Strongly connected components of a directed graph. « Python recipes

Two linear-time algorithms for finding the strongly connected components of a directed graph. strongly_connected_components_tree implements (a variant of) Tarjan's well-known algorithm for finding strongly connected components, while strongly_connected_components_path implements a path-based algorithm due (in this form) to Gabow.

Edit: I added an iterative function strongly_connected_components_iterative; this is a direct conversion of strongly_connected_components_path into iterative form. It's therefore safe to use on high-depth graphs, without risk of running into Python's recursion limit.

      def strongly_connected_components_path(vertices, edges):
    """
    Find the strongly connected components of a directed graph.

    Uses a recursive linear-time algorithm described by Gabow [1]_ to find all
    strongly connected components of a directed graph.

    Parameters
    ----------
    vertices : iterable
        A sequence or other iterable of vertices.  Each vertex should be
        hashable.

    edges : mapping
        Dictionary (or mapping) that maps each vertex v to an iterable of the
        vertices w that are linked to v by a directed edge (v, w).

    Returns
    -------
    components : iterator
        An iterator that yields sets of vertices.  Each set produced gives the
        vertices of one strongly connected component.

    Raises
    ------
    RuntimeError
        If the graph is deep enough that the algorithm exceeds Python's
        recursion limit.

    Notes
    -----
    The algorithm has running time proportional to the total number of vertices
    and edges.  It's practical to use this algorithm on graphs with hundreds of
    thousands of vertices and edges.

    The algorithm is recursive.  Deep graphs may cause Python to exceed its
    recursion limit.

    `vertices` will be iterated over exactly once, and `edges[v]` will be
    iterated over exactly once for each vertex `v`.  `edges[v]` is permitted to
    specify the same vertex multiple times, and it's permissible for `edges[v]`
    to include `v` itself.  (In graph-theoretic terms, loops and multiple edges
    are permitted.)

    References
    ----------
    .. [1] Harold N. Gabow, "Path-based depth-first search for strong and
       biconnected components," Inf. Process. Lett. 74 (2000) 107--114.

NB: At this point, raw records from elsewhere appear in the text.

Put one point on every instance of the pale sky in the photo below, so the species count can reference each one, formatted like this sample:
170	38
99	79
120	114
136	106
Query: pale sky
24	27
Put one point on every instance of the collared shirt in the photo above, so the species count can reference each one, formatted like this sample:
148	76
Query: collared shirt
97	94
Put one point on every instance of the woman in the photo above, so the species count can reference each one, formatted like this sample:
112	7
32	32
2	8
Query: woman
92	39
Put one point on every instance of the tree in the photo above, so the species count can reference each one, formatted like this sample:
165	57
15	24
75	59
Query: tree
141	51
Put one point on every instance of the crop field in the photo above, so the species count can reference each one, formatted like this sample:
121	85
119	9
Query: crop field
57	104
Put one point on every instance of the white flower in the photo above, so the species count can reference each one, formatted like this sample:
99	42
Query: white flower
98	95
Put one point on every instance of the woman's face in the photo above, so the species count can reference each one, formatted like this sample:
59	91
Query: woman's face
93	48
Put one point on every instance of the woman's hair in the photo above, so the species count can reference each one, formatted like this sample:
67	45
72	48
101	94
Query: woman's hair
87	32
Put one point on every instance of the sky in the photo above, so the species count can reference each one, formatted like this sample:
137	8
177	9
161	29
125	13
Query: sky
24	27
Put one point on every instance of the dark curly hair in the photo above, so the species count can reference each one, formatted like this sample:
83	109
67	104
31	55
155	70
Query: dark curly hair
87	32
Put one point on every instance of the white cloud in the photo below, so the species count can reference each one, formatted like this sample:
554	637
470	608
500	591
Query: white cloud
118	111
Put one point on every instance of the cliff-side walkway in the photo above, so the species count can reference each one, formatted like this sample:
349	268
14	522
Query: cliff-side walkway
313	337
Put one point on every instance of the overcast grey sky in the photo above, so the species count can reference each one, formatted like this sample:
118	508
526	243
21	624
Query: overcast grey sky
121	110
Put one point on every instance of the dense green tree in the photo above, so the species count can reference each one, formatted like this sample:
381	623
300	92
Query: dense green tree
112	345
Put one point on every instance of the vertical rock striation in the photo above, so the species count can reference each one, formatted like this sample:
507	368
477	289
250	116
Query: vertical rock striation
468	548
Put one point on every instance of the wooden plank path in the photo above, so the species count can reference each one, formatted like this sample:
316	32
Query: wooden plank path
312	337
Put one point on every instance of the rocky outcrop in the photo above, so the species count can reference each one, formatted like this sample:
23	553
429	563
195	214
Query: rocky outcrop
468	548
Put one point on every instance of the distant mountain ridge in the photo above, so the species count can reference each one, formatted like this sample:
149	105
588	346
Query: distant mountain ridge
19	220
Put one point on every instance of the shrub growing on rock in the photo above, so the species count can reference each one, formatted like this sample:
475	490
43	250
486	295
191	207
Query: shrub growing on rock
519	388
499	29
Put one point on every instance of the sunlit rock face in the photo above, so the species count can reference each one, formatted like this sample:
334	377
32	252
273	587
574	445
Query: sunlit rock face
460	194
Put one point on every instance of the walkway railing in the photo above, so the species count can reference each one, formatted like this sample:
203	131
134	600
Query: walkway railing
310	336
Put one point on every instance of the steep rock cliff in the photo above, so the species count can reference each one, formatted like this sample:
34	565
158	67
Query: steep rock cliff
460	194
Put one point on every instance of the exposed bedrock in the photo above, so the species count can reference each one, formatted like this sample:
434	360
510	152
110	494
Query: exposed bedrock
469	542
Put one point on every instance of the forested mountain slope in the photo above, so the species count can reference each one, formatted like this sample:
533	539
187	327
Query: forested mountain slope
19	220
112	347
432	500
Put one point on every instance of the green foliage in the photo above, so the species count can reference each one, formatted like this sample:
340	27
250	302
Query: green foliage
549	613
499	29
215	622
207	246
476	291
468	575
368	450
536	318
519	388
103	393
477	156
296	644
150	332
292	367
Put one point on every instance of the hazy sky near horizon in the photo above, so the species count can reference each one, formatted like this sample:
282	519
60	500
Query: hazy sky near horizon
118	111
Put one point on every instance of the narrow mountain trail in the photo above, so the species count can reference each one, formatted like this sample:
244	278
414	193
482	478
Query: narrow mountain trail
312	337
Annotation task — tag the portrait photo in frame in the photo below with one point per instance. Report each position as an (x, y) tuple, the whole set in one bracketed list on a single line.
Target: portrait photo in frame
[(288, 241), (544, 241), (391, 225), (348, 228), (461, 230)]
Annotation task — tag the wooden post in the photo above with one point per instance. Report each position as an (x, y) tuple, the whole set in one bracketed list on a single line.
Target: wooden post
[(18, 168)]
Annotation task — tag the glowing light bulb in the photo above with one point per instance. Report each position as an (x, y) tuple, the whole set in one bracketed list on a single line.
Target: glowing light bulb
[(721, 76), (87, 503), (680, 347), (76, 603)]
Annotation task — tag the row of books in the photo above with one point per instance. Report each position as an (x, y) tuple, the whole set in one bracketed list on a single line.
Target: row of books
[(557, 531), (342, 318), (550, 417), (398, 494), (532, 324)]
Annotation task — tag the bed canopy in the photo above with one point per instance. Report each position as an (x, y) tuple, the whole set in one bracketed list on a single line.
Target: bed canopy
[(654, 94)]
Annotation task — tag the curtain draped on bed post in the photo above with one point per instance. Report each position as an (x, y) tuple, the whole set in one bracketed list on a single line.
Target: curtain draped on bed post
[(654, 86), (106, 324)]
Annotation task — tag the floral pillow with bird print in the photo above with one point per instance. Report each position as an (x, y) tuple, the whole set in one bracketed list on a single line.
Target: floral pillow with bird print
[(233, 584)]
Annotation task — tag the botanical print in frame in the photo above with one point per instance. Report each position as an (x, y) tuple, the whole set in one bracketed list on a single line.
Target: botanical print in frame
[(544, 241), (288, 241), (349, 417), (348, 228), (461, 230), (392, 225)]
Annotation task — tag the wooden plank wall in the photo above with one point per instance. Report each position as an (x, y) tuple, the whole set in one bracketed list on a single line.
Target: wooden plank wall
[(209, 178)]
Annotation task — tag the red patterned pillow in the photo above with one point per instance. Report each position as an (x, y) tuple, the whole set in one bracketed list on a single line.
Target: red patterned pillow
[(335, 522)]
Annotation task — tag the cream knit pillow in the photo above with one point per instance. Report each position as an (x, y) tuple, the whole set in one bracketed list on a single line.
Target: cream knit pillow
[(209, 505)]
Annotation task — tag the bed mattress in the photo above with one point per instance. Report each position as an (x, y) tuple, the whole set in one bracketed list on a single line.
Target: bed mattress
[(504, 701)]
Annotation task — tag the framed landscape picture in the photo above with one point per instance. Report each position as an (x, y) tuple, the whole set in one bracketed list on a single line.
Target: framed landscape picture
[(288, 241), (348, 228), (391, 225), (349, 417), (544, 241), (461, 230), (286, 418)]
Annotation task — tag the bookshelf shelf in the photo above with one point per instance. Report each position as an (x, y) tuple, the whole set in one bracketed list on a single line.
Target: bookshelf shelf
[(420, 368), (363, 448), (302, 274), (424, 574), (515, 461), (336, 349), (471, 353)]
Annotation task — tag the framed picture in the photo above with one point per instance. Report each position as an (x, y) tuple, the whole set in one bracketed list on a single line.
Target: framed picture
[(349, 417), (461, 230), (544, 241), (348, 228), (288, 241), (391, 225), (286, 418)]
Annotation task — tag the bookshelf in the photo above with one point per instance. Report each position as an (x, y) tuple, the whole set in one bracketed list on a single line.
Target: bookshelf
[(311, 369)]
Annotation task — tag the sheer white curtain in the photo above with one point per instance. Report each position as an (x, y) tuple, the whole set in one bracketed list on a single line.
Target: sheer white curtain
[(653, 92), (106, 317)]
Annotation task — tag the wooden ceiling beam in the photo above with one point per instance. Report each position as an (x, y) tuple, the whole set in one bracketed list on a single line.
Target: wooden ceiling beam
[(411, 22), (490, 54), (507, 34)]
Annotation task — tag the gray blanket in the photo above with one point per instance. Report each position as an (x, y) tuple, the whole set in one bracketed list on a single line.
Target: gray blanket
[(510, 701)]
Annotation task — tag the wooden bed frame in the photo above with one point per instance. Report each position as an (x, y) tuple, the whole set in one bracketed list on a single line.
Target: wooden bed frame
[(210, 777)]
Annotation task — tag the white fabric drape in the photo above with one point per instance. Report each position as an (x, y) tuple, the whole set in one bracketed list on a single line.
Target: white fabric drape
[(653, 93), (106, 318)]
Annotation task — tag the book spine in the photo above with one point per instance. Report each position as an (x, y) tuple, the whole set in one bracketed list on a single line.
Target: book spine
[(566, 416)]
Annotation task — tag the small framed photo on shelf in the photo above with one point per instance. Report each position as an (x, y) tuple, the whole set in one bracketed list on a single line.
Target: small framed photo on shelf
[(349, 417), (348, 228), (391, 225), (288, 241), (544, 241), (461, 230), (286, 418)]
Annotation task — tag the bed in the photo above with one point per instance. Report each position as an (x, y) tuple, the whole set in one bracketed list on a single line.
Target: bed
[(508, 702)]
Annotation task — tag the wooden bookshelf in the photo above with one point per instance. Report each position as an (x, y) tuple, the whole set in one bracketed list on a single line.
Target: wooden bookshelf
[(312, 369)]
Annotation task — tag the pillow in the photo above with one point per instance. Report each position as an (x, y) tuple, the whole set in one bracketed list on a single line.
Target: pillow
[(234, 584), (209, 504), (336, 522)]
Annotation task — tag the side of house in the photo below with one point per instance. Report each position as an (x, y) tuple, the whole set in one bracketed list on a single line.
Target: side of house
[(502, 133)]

    .. [2] Robert E. Tarjan, "Depth-first search and linear graph algorithms,"
       SIAM J.Comput. 1 (2) (1972) 146--160.

    Examples
    --------
    Example from Gabow's paper [1]_.

    >>> vertices = [1, 2, 3, 4, 5, 6]
    >>> edges = {1: [2, 3], 2: [3, 4], 3: [], 4: [3, 5], 5: [2, 6], 6: [3, 4]}
    >>> for scc in strongly_connected_components_path(vertices, edges):
    ...     print(scc)
    ...
    set([3])
    set([2, 4, 5, 6])
    set([1])

    Example from Tarjan's paper [2]_.

    >>> vertices = [1, 2, 3, 4, 5, 6, 7, 8]
    >>> edges = {1: [2], 2: [3, 8], 3: [4, 7], 4: [5],
    ...          5: [3, 6], 6: [], 7: [4, 6], 8: [1, 7]}
    >>> for scc in  strongly_connected_components_path(vertices, edges):
    ...     print(scc)
    ...
    set([6])
    set([3, 4, 5, 7])
    set([8, 1, 2])

    """
    identified = set()
    stack = []
    index = {}
    boundaries = []

    def dfs(v):
        index[v] = len(stack)
        stack.append(v)
        boundaries.append(index[v])

        for w in edges[v]:
            if w not in index:
                # For Python >= 3.3, replace with "yield from dfs(w)"
                for scc in dfs(w):
                    yield scc
            elif w not in identified:
                while index[w] < boundaries[-1]:
                    boundaries.pop()

        if boundaries[-1] == index[v]:
            boundaries.pop()
            scc = set(stack[index[v]:])
            del stack[index[v]:]
            identified.update(scc)
            yield scc

    for v in vertices:
        if v not in index:
            # For Python >= 3.3, replace with "yield from dfs(v)"
            for scc in dfs(v):
                yield scc


def strongly_connected_components_tree(vertices, edges):
    """
    Find the strongly connected components of a directed graph.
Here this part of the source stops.